Altro episodio chiave della sua gioventù in mezzo a rossi, bianchi e neri, è di quando stava tornando a casa dal fiume con la camicia da partigiano dell’uomo con cui avrebbe poi condiviso la vita, una camicia compromettente, essendo da partigiano. Cominciò quel giorno il grande rastrellamento nazista. Venne fermata da una SS mentre rincasava, con il cuore in gola era riuscita pochi attimi prima a nascondere l’abito sotto le pietre di un caselle, rendendosi inattaccabile. Una ragazza di montagna e basta. Ad assistere alla nostra chiacchierata, in una casetta del paese sotto gli scrosci di novembre, c’è Pacifico (lo chiamano ancora tutti così), pacioso e sorridente, dice, «io agli attacchi non ci sono mica mai stato, avevo paura. Si dormiva nei boschi, di notte si pattugliava. Quando sono andati a far saltare il ponte parabolico io non c’ero. Figurarsi». Bellissima la naturalezza con cui ricorda l’avventura partigiana, ma dietro le quinte, lasciando intendere che non ha lasciati soli gli amici ma gli eroi erano ben altri.
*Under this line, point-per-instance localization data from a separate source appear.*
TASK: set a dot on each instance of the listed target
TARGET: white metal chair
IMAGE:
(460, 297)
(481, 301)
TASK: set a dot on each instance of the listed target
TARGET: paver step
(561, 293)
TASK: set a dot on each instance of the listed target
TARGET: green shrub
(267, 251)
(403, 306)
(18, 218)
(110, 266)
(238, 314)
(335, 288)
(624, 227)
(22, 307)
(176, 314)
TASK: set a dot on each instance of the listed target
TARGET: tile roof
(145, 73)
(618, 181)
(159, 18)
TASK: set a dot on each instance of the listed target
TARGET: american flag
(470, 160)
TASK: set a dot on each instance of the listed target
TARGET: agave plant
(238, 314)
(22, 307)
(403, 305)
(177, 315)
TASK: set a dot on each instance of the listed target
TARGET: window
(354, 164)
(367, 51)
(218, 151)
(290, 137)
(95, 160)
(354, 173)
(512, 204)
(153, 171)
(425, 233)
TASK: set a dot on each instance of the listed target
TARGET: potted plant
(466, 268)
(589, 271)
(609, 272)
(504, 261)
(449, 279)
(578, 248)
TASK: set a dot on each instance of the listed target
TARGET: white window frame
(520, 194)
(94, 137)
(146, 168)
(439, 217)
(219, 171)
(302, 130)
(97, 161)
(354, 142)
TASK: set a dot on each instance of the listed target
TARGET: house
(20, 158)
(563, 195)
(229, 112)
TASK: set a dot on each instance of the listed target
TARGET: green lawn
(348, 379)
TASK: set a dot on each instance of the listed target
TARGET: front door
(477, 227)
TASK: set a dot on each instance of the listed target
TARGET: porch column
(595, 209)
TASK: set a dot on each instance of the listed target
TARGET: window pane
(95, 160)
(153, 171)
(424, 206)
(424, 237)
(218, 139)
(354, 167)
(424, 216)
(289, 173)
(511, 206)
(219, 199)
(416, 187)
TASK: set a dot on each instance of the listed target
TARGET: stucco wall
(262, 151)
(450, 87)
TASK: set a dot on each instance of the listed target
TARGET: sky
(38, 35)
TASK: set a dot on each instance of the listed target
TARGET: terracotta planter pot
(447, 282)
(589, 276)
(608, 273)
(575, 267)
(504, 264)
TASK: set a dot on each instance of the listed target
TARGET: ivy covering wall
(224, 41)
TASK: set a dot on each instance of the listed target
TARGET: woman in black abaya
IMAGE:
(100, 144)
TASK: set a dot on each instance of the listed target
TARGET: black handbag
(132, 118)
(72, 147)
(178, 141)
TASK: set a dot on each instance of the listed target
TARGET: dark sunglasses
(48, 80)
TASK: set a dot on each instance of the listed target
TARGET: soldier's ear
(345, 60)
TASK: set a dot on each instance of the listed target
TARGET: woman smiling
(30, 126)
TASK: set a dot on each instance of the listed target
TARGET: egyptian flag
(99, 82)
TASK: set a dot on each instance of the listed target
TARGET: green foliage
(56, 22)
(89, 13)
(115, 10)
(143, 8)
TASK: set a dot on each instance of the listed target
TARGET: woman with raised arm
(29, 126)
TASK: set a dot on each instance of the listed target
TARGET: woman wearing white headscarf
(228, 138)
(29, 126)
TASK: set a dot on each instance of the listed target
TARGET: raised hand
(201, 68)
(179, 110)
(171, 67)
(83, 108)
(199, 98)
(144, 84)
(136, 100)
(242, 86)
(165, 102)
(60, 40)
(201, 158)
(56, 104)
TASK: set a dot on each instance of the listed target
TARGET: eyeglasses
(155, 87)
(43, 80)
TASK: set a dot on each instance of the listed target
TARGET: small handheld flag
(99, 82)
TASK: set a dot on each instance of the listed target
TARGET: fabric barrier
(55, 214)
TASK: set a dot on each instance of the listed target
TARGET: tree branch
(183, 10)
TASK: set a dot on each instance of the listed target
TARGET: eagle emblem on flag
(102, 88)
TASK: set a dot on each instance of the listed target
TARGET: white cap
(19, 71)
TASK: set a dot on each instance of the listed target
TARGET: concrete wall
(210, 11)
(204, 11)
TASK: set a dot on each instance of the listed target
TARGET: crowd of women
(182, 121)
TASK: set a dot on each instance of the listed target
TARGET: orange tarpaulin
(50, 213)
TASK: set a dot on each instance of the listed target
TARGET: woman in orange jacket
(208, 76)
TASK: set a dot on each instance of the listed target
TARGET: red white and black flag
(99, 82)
Santina nasce in ambiente contadino, l’aratro, i buoi, le castagne, i ceci, il grano, gli Appennini di quel tempo e dell’immenso tempo di prima. Il babbo era nato sul monte Pelato, figli del vento questi ragazzi degli anni Venti. Pacifico va avanti a fare il camionista e l’escavatorista, lavorando trent’anni per la ditta Costa. Lei, tiene a dirlo, ha ballato fino a settantasette anni, animando le feste su alla Brügna, località «Molino della Brugna». Strimepellate e balli dalle parti del torrente Cogena, come quando si era sfollati. «Ho avuto tanti morosi – sorride – ma sa com’è, allora era facile che da un giorno con l’altro morivano in guerra...». Eh, appunto. «La guerra è una rovina. Speriamo che non venga mai più», dice nel suo bel dialetto. Ma è impossibile fermarla, parlerebbe per ore, dei tedeschi che sparavano nel grano, «tam-pun», «tam-pun», e loro che nel grano si nascondevano, camminando su verso Tiedoli. Fin quando tornava a regnare il grande silenzio degli Appennini.